• 研究課題をさがす
  • 研究者をさがす
  • KAKENの使い方
  1. 課題ページに戻る

2015 年度 実施状況報告書

犬におけるメチシリン耐性ブドウ球菌の起源解明

研究課題

研究課題/領域番号 26850194
研究機関東京農工大学

研究代表者

石原 加奈子  東京農工大学, (連合)農学研究科(研究院), 講師 (60515849)

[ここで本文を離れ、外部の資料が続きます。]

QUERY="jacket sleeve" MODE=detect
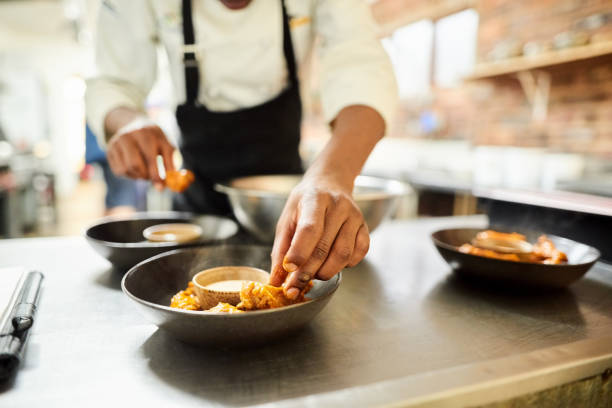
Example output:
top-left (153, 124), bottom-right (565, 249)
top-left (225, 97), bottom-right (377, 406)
top-left (85, 0), bottom-right (158, 146)
top-left (314, 0), bottom-right (398, 134)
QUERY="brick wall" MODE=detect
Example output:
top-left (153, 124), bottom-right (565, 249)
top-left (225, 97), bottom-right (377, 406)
top-left (377, 0), bottom-right (612, 156)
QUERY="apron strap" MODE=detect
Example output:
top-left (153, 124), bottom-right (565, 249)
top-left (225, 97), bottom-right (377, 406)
top-left (180, 0), bottom-right (299, 106)
top-left (181, 0), bottom-right (199, 106)
top-left (280, 0), bottom-right (299, 87)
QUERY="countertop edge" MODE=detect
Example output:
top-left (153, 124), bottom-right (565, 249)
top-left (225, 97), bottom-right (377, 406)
top-left (256, 335), bottom-right (612, 408)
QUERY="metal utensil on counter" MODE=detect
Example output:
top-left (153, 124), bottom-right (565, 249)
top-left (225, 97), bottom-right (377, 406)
top-left (0, 270), bottom-right (44, 382)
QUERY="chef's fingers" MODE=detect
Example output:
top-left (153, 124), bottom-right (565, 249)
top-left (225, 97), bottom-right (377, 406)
top-left (282, 192), bottom-right (329, 273)
top-left (152, 128), bottom-right (176, 174)
top-left (106, 148), bottom-right (120, 175)
top-left (269, 209), bottom-right (297, 286)
top-left (122, 138), bottom-right (148, 179)
top-left (132, 129), bottom-right (162, 183)
top-left (283, 203), bottom-right (349, 294)
top-left (316, 218), bottom-right (362, 281)
top-left (347, 224), bottom-right (370, 267)
top-left (110, 141), bottom-right (131, 177)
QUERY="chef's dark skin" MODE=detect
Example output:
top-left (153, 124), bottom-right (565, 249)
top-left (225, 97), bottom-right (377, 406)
top-left (105, 0), bottom-right (385, 299)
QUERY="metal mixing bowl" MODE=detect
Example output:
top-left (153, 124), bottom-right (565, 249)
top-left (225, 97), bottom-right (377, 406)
top-left (215, 175), bottom-right (410, 242)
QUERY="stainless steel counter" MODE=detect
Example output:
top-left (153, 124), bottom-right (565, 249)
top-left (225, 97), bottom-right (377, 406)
top-left (1, 216), bottom-right (612, 407)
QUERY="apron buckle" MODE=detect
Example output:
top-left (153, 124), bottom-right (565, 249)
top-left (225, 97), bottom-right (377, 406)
top-left (181, 44), bottom-right (201, 62)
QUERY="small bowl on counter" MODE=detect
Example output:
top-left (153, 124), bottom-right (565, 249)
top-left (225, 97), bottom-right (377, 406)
top-left (143, 223), bottom-right (203, 244)
top-left (215, 175), bottom-right (409, 242)
top-left (191, 266), bottom-right (269, 309)
top-left (85, 212), bottom-right (238, 272)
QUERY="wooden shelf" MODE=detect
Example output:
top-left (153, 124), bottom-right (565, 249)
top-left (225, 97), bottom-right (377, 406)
top-left (467, 41), bottom-right (612, 79)
top-left (373, 0), bottom-right (476, 38)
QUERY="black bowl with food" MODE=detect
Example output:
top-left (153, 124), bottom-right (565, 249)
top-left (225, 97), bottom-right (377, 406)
top-left (85, 211), bottom-right (238, 272)
top-left (121, 245), bottom-right (341, 347)
top-left (431, 228), bottom-right (600, 288)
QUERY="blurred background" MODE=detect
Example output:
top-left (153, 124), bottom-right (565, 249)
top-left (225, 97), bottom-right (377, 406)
top-left (0, 0), bottom-right (611, 238)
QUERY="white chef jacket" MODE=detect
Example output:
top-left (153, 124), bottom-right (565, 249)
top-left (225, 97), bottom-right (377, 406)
top-left (86, 0), bottom-right (398, 144)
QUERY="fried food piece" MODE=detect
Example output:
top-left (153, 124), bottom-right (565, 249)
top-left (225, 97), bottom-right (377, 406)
top-left (475, 230), bottom-right (526, 243)
top-left (207, 302), bottom-right (244, 314)
top-left (532, 235), bottom-right (568, 265)
top-left (170, 281), bottom-right (201, 311)
top-left (165, 169), bottom-right (195, 193)
top-left (459, 232), bottom-right (568, 265)
top-left (169, 280), bottom-right (313, 312)
top-left (237, 281), bottom-right (312, 311)
top-left (459, 243), bottom-right (521, 262)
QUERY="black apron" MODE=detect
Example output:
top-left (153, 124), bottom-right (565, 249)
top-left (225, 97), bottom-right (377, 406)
top-left (173, 0), bottom-right (303, 215)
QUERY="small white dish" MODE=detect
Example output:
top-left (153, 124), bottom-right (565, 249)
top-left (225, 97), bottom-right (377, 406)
top-left (143, 223), bottom-right (202, 244)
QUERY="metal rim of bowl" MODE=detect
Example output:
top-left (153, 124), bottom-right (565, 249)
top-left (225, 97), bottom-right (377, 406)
top-left (84, 211), bottom-right (239, 249)
top-left (431, 227), bottom-right (601, 267)
top-left (121, 246), bottom-right (343, 317)
top-left (214, 175), bottom-right (410, 201)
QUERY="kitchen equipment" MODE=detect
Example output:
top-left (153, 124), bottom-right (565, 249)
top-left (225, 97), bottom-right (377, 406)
top-left (215, 175), bottom-right (409, 242)
top-left (432, 228), bottom-right (600, 288)
top-left (0, 270), bottom-right (43, 382)
top-left (85, 212), bottom-right (238, 272)
top-left (191, 266), bottom-right (269, 309)
top-left (121, 245), bottom-right (341, 346)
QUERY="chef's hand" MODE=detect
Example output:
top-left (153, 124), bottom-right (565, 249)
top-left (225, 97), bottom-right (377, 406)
top-left (269, 175), bottom-right (370, 299)
top-left (106, 122), bottom-right (175, 189)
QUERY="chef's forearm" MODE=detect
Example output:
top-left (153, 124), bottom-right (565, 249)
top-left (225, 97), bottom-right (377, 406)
top-left (305, 105), bottom-right (385, 190)
top-left (103, 107), bottom-right (146, 141)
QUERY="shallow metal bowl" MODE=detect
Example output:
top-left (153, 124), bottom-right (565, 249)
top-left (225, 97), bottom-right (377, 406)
top-left (216, 175), bottom-right (409, 242)
top-left (432, 227), bottom-right (600, 288)
top-left (121, 245), bottom-right (341, 347)
top-left (85, 211), bottom-right (238, 272)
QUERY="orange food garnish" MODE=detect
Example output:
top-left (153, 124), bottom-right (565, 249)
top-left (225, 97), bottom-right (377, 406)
top-left (458, 232), bottom-right (567, 264)
top-left (475, 230), bottom-right (526, 243)
top-left (170, 282), bottom-right (201, 310)
top-left (169, 280), bottom-right (312, 312)
top-left (532, 235), bottom-right (568, 265)
top-left (207, 302), bottom-right (244, 314)
top-left (459, 244), bottom-right (521, 262)
top-left (165, 169), bottom-right (195, 193)
top-left (237, 281), bottom-right (312, 311)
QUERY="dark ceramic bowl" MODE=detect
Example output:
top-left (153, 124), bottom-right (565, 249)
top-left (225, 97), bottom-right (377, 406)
top-left (121, 245), bottom-right (341, 347)
top-left (85, 212), bottom-right (238, 272)
top-left (432, 228), bottom-right (600, 288)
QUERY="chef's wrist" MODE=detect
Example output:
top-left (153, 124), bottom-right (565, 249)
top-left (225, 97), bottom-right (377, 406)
top-left (104, 107), bottom-right (154, 142)
top-left (303, 165), bottom-right (355, 193)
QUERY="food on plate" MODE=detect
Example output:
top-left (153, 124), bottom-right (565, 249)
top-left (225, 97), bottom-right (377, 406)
top-left (170, 280), bottom-right (312, 312)
top-left (170, 282), bottom-right (201, 311)
top-left (207, 302), bottom-right (243, 314)
top-left (165, 169), bottom-right (195, 192)
top-left (532, 235), bottom-right (568, 264)
top-left (475, 230), bottom-right (526, 243)
top-left (458, 245), bottom-right (521, 262)
top-left (458, 230), bottom-right (568, 264)
top-left (237, 281), bottom-right (312, 310)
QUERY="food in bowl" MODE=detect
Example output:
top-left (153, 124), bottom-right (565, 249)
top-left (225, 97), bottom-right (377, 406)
top-left (166, 169), bottom-right (195, 192)
top-left (170, 280), bottom-right (312, 313)
top-left (458, 230), bottom-right (568, 264)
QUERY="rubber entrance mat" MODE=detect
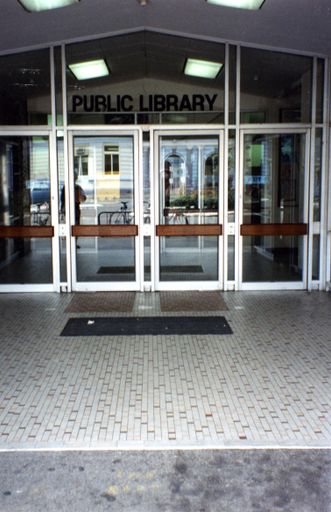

研究期間 (年度) 2014-04-01 – 2018-03-31
キーワードメチシリン耐性 / SCCmec
研究実績の概要

犬から分離したメチシリン耐性Staphylococcus pseudintermedius (MRSP)の起源を明らかにするため、Staphylococcus pseudintermedius専用のMultilocus sequence typing (MLST)を行った。欧州を中心にST71に型別されるSCCmec II-IIIを持つMRSPの流行が報告されているが、日本のSCCmec II-IIIをもつMRSPは、ST71に加え、ST71と関連するST169およびST354に型別された。
また、欧州で報告のあるST71のMRSPも日本のST71のMRSPもテトラサイクリン耐性遺伝子tetMを持たなかったが、本研究でST169およびST354に型別された日本のMRSPは大半がtetMを保有していた。tetMは、他のSCCmec型を保有するMRSPも高率に保有していたことから、本研究のtetM陽性全株のtetMの塩基配列解析を行った。その結果、MRSPが保有するtetMには多様性が認められたが、ST169およびST354の持つtetMの塩基配列は一致し、ST169およびST354は早い段階でtetMを保有し、その後、分布を拡大させたことが推測された。これらの研究成果が、国際科学誌である"Epidemiology and Infection"に掲載された。
また、犬の材料から分離したメチシリン耐性コアグラーゼ陰性ブドウ球菌 (MRCNS)のメチシリン耐性遺伝子カセットSCCmecの構造を解析し、MRSPのSCCmec II-IIIの構造と比較した。両者のSCCmec構造が完全に一致した株は認められなかったものの、1株は、類似性が高く、両者の違いは、1つの可動性の遺伝子群の有無であった。

現在までの達成度 (区分)
現在までの達成度 (区分)

2: おおむね順調に進展している

理由

本研究で調査しているメチシリン耐性Staphylococcus pseudintermedius (MRSP)と類似したコアグラーゼ陰性ブドウ球菌が保有するメチシリン耐性遺伝子であるSCCmecの構造を、PCR mappingにより確認した。すでに塩基配列の決定を進めている。
一部、PCR mappingによるSCCmecの全長の増幅が難しく、次世代シークエンスにも着手した。

今後の研究の推進方策

メチシリン耐性Staphylococcus pseudintermedius (MRSP)と類似するコアグラーゼ陰性ブドウ球菌の4株が保有するSCCmecの塩基配列を決定する。また、それらを比較する際に有用な領域を特定し、SCCmec構造の比較解析方法を検討する。

次年度使用額が生じた理由

効率的に塩基配列の決定が進んでおり、物品費の使用額が予定額より少なかった。また、平成27年度は、本研究に関する学会発表が出来なかったため、旅費の使用がなかった。

次年度使用額の使用計画

Single strand sequensing法による塩基配列決定の領域は、Double strand sequencing法によるより確実な塩基配列決定を行う。又は、次世代シークエンスによる確認を行う予定である。

  • 研究成果

    (2件)

すべて 2016 その他

すべて 雑誌論文 (1件) (うち査読あり 1件、 謝辞記載あり 1件) 備考 (1件)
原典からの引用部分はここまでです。